Gratton também alerta para um fenômeno chamado “normalização da deviação” no acidente em Washington — quando práticas irregulares vão sendo aceitas como normais, em vez de seguir rigorosamente os protocolos de segurança.
“Um exemplo clássico é que, até 1912, era comum que os navios cruzassem o Atlântico Norte em alta velocidade, mesmo em áreas repletas de icebergs”, disse ele. O naufrágio do Titanic mudou essa prática.
“Mas estamos em 2025, não em 1912 — o que precisamos fazer é antecipar problemas, analisar os quase-acidentes, avaliar probabilidades estatísticas e usar esses dados para aprimorar a segurança”, continuou.
“Quando deixamos de fazer isso e seguimos com práticas inseguras, chamamos isso de normalização da deviação. E acho que há um argumento sólido para dizer que foi isso que aconteceu nesse caso.”
Gratton afirma que um helicóptero não teria permissão para sobrevoar em baixa altitude sob uma aeronave em procedimento de pouso no Aeroporto de Heathrow, em Londres. Após o acidente em Washington, o corredor aéreo usado pelo helicóptero foi fechado indefinidamente pela FAA, segundo um porta-voz da agência.
Já Thomas fez críticas à classe política dos EUA em relação à série de incidentes recentes.
“Minha opinião é que o Congresso dos EUA tem sistematicamente negado à FAA o financiamento necessário, comprometendo a qualidade da supervisão da aviação e do controle de tráfego aéreo”, disse ele logo após o acidente em Washington. “Quase todos os anos vemos disputas políticas sobre o orçamento da FAA.”
Em julho de 2024, grupos do setor aéreo pressionaram o Congresso a cobrir os déficits de financiamento da agência.

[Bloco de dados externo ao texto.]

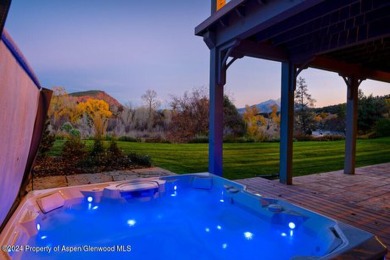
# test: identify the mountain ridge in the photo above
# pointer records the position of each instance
(264, 107)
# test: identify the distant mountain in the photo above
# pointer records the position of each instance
(264, 107)
(96, 94)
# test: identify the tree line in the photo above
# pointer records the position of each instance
(186, 118)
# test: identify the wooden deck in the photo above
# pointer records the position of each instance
(361, 200)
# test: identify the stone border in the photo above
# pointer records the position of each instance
(49, 182)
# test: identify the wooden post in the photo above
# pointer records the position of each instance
(216, 117)
(351, 124)
(287, 122)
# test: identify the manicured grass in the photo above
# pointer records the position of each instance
(243, 160)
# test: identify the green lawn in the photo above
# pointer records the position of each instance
(242, 160)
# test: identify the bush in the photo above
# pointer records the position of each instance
(74, 150)
(47, 141)
(201, 139)
(128, 139)
(98, 147)
(382, 128)
(140, 159)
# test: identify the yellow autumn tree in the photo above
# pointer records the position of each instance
(274, 115)
(97, 112)
(255, 123)
(62, 108)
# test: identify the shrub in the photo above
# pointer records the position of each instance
(47, 141)
(74, 150)
(140, 159)
(98, 147)
(128, 139)
(382, 128)
(199, 139)
(66, 127)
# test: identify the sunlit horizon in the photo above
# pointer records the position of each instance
(126, 47)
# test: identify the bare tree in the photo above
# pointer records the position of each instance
(304, 103)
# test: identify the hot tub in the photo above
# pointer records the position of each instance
(197, 216)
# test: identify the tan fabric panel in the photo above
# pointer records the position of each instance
(19, 99)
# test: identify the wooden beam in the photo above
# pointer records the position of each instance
(351, 124)
(216, 116)
(348, 69)
(260, 50)
(287, 122)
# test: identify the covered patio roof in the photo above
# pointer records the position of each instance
(348, 37)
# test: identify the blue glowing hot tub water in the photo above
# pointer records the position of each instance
(195, 217)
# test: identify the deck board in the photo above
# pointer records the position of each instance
(361, 200)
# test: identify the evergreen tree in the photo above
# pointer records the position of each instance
(304, 114)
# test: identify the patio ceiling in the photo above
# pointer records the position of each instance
(350, 37)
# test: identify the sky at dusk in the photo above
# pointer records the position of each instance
(125, 47)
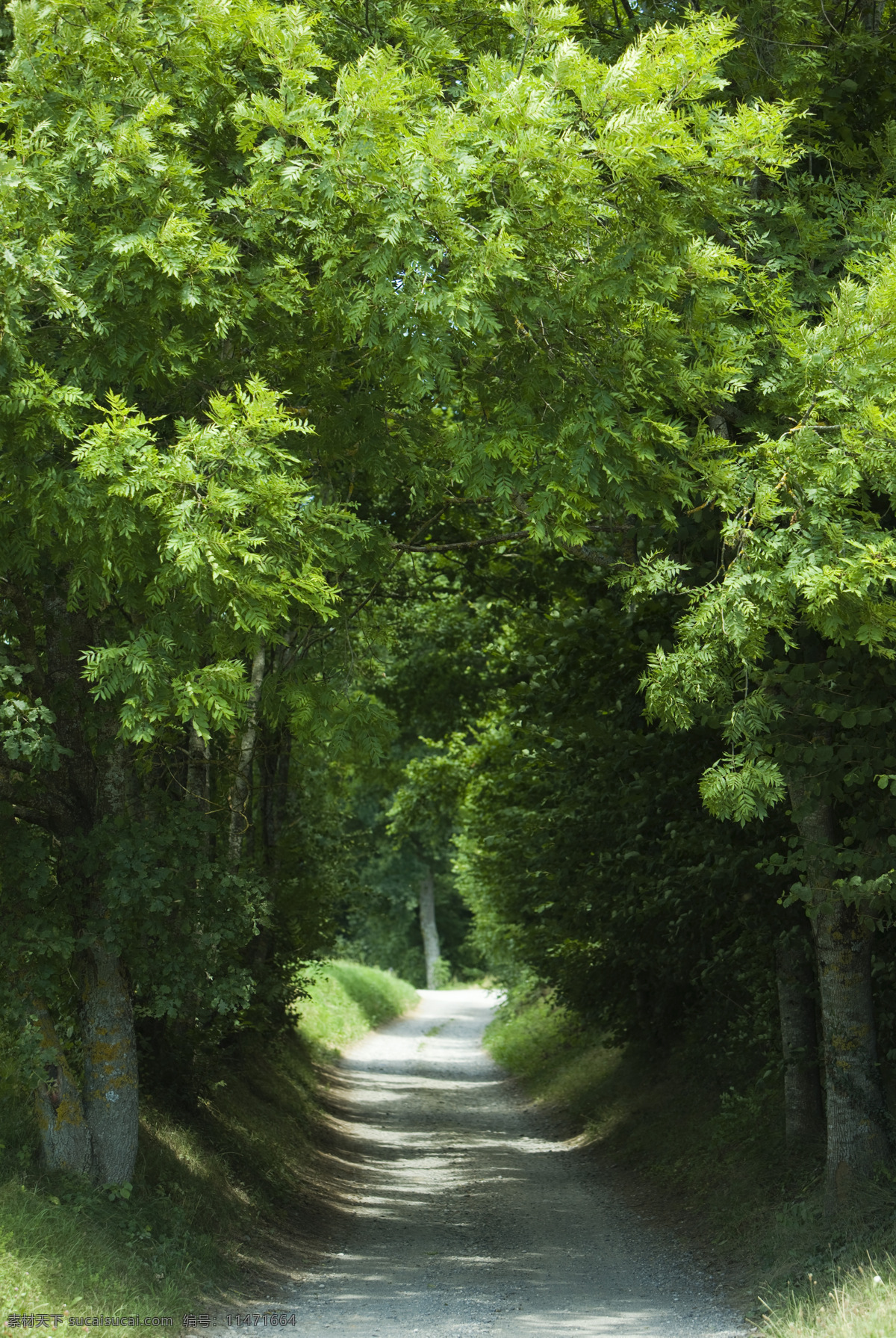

“Agora há um jogo de empurra, mas a verdade é que tanto republicanos quanto democratas cortaram recursos da FAA, impedindo que os EUA tenham o melhor sistema de controle de tráfego aéreo do mundo”, disse Thomas.
“É um ótimo sistema — esse foi o primeiro acidente fatal desde 2009 e o mais grave desde 2001 — mas é o melhor? Não.”
Mesmo assim, os especialistas reforçam que voar continua sendo o meio de transporte mais seguro.
“As pessoas tendem a pensar apenas no voo que estão prestes a pegar, mas a realidade é que há mais de 100 mil voos comerciais por dia no mundo. É extraordinariamente seguro”, disse Thomas.
“Voar é incrivelmente seguro”, reforçou Gratton. “E todos os processos criados ao longo dos anos para garantir essa segurança ainda estão em vigor.”
Lidando com o medo de voar
Se a preocupação com a segurança dos voos persiste, saiba que você não está sozinho. Segundo a Cleveland Clinic, a aerofobia — medo de voar — afeta mais de 25 milhões de adultos nos Estados Unidos. Diferente da ansiedade ocasional, a aerofobia se caracteriza por um medo intenso que interfere na vida da pessoa por seis meses ou mais.
Cancelar um voo pode parecer a solução mais fácil, mas, segundo a psiquiatra Gail Saltz, do Weill Cornell Medical College, isso pode reforçar o medo e dificultar sua superação.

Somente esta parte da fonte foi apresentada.